Shelley Adamo called parasites “evolutionary neuroscientists”—the idea is that they have millions of years of natural selection with their host. Parasites can do things to their host—changing their behavior or physiology—that are things that we can’t do in the lab yet. They might have a lot to teach us about how the brain works or how interactions between the brain and immune system influence behavior.

What’s it like transitioning from Ph.D. to being a Fellow?

It’s almost like being thrown into the deep end of the pool, but the nice thing is that I sort of get a trial run for a tenure-track faculty position. Hopefully when I do get a position, I’ll know exactly what I’m getting into. It’s been useful to figure out how to manage your schedule when you need to get your research and writing done, and you want to start mentoring students but also have to teach classes. There’s more to do but that’s basically the life of a professor.

You also have a big presence in the science communication world. How did you get into that?

I started with blogging. I kind of enjoyed doing it, but it felt like work. Then I started to do a podcast with “Science … Sort Of,” and now I’m a somewhat regular co-host. [Husband] Zach and I started our own podcast—”The Weekly Weinersmith.” I learned that I really love podcasting.

Outreach is kind of my hobby. Some people’s hobbies are mountain biking; for me, if I’m not doing science, I like to sit around with friends talking about it. Podcasting works really well for that—we just record the conversations we wanted to have anyway—and get to call it outreach.

You had a baby during graduate school—what was that like?

I was really nervous about it because I had heard a lot of horror stories about unsupportive advisors. I have been really amazed and really happy about how everyone has been. My advisor was really supportive, and I worked in other labs and those mentors were also really supportive and excited.

It was better than I thought it was going to be in terms of getting work done. I waited to have her until my writing year so I didn’t have to be running experiments but could stay home and write. I’m also really lucky because my husband works from home. Between the two of us, we’ve been able to split the childcare pretty close to 50–50. Biology makes it really hard to hit exactly 50–50. He really steps up and makes sure that he’s doing 50 percent, both because he really wants to and because we’re both concerned with making sure both of our careers stay on track.

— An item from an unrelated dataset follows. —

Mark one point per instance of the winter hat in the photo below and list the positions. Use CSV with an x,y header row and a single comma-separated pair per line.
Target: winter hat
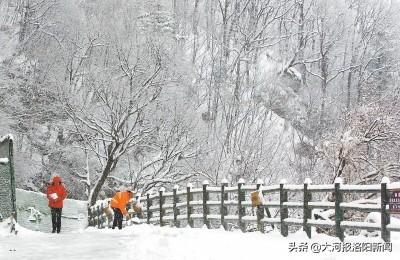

Do you have any advice for young women in science?

How hard it is to have a kid in science really depends on your circumstances. Being at a university that’s really supportive is helpful. My husband and I thought “the moment will be right eventually,” but it was never really the right moment—that’s just life—so we just decided to go for it. I spoke to someone whose professor told her: “If you’re at the end of your life looking back, are you going to be sadder that you didn’t get tenure or that you didn’t have a kid?”—and now she has both.